(1.) Revenue filed this appeal against the order of the Commissioner (Appeals) wherein adjudication order was set aside.
(2.) The relevant facts of the case, in brief, are that the respondents are engaged in the manufacture of motor vehicle parts classifiable under heading No. 8708 of the schedule to the Central Excise Tariff Act, 1985. They availed Cenvat credit on the basis of duty paid invoice issued by M/s. Allied Metal Technologies. It has been alleged that the respondents availed credit on the inputs namely HR/CR sheet after cutting and slitting process which does not amount to manufacture as declared by the Hon'ble Supreme Court in the case of UOI v. Faridabad Iron and Steel Traders Association, 2005 (181) ELT A68 (SC) and therefore they are not eligible to take credit on the basis of invoices issued after 2.3.2005. Original authority disallowed Cenvat credit of Rs. 1,55,625/ - and imposed penalty of Rs. 25,000/ - along with interest. Commissioner (Appeals) set aside the adjudication order. Hence Revenue filed this appeal.

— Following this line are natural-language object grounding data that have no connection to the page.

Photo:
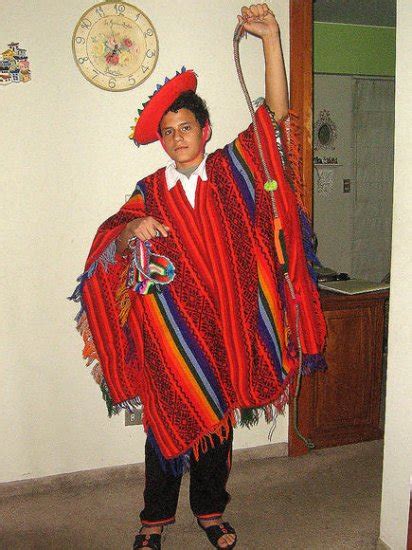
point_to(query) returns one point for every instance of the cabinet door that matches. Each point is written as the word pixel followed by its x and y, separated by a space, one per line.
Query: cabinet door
pixel 346 400
pixel 342 405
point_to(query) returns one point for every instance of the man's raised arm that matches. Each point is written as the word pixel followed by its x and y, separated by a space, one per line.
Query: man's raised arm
pixel 261 22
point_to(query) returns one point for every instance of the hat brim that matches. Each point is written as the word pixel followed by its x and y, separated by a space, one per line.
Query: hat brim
pixel 146 129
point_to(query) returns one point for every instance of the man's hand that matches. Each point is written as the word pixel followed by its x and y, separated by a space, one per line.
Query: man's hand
pixel 144 229
pixel 259 21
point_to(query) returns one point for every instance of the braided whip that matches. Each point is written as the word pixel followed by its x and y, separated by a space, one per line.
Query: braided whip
pixel 271 186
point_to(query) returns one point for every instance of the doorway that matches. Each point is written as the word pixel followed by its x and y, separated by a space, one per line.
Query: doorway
pixel 364 90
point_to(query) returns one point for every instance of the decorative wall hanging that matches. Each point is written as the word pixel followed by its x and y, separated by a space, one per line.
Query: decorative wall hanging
pixel 325 132
pixel 14 65
pixel 325 180
pixel 115 46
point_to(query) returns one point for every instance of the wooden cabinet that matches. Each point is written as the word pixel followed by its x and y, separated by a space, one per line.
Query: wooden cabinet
pixel 342 405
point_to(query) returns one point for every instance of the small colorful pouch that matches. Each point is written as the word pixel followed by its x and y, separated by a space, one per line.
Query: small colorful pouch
pixel 148 272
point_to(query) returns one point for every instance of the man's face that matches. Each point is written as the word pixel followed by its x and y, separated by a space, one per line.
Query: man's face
pixel 182 138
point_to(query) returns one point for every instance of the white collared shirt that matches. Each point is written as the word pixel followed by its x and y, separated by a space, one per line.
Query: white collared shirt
pixel 189 184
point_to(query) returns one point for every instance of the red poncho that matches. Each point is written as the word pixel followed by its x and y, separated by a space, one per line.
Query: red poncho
pixel 221 337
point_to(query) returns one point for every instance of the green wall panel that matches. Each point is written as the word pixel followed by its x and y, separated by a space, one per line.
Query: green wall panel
pixel 354 49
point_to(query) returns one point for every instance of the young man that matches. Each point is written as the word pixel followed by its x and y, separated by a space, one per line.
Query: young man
pixel 198 302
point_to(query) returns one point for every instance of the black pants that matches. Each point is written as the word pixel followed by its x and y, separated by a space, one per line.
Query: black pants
pixel 208 478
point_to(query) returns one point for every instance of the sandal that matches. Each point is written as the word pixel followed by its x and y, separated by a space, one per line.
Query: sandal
pixel 153 541
pixel 214 532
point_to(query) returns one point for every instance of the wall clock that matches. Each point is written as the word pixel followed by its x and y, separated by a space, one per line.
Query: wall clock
pixel 115 46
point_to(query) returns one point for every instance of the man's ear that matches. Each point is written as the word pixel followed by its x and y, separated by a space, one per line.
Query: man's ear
pixel 206 132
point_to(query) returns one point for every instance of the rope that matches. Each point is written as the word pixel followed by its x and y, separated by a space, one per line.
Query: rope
pixel 271 186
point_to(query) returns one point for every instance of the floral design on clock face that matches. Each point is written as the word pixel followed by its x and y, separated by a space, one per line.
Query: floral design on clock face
pixel 115 46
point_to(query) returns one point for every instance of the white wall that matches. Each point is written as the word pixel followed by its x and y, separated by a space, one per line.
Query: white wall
pixel 67 165
pixel 397 467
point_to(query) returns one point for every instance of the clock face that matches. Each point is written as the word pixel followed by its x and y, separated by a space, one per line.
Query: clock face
pixel 115 46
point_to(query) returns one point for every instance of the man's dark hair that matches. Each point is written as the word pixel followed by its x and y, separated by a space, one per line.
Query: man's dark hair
pixel 191 101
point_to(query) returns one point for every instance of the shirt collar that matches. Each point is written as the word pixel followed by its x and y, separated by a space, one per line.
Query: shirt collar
pixel 173 175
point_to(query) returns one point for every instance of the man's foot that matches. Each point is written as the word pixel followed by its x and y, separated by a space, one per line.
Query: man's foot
pixel 225 540
pixel 148 537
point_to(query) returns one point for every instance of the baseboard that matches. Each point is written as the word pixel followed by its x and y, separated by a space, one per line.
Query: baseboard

(3.) The learned DR on behalf of the Revenue reiterates the grounds of appeal. He submits that the process of cutting and slitting amounting to manufacture has been nullified by the Hon'ble Supreme Court in the case of Faridabad Iron and Steel Traders Association (supra). He further submits that inputs supplier M/s. Allied Metal and Technologies, was also working in the jurisdiction of the same Commissionerate of the respondent. It has been held that in the case of input supplier, credit is not admissible in respect of stock received after 2.3.05 vide adjudication order No. 11/KKJ/Adjn/2007 dated 31.5.2007 passed by the Commissioner of Central Excise, Delhi IV, Faridabad. He also submits that the inputs contained in the work in progress lying with the said inputs supplier as on 2.3.05 was reversed by them. He also submits that the respondent had taken credit on inputs received post 2.3.2005, which cannot be legally passed by the input supplier.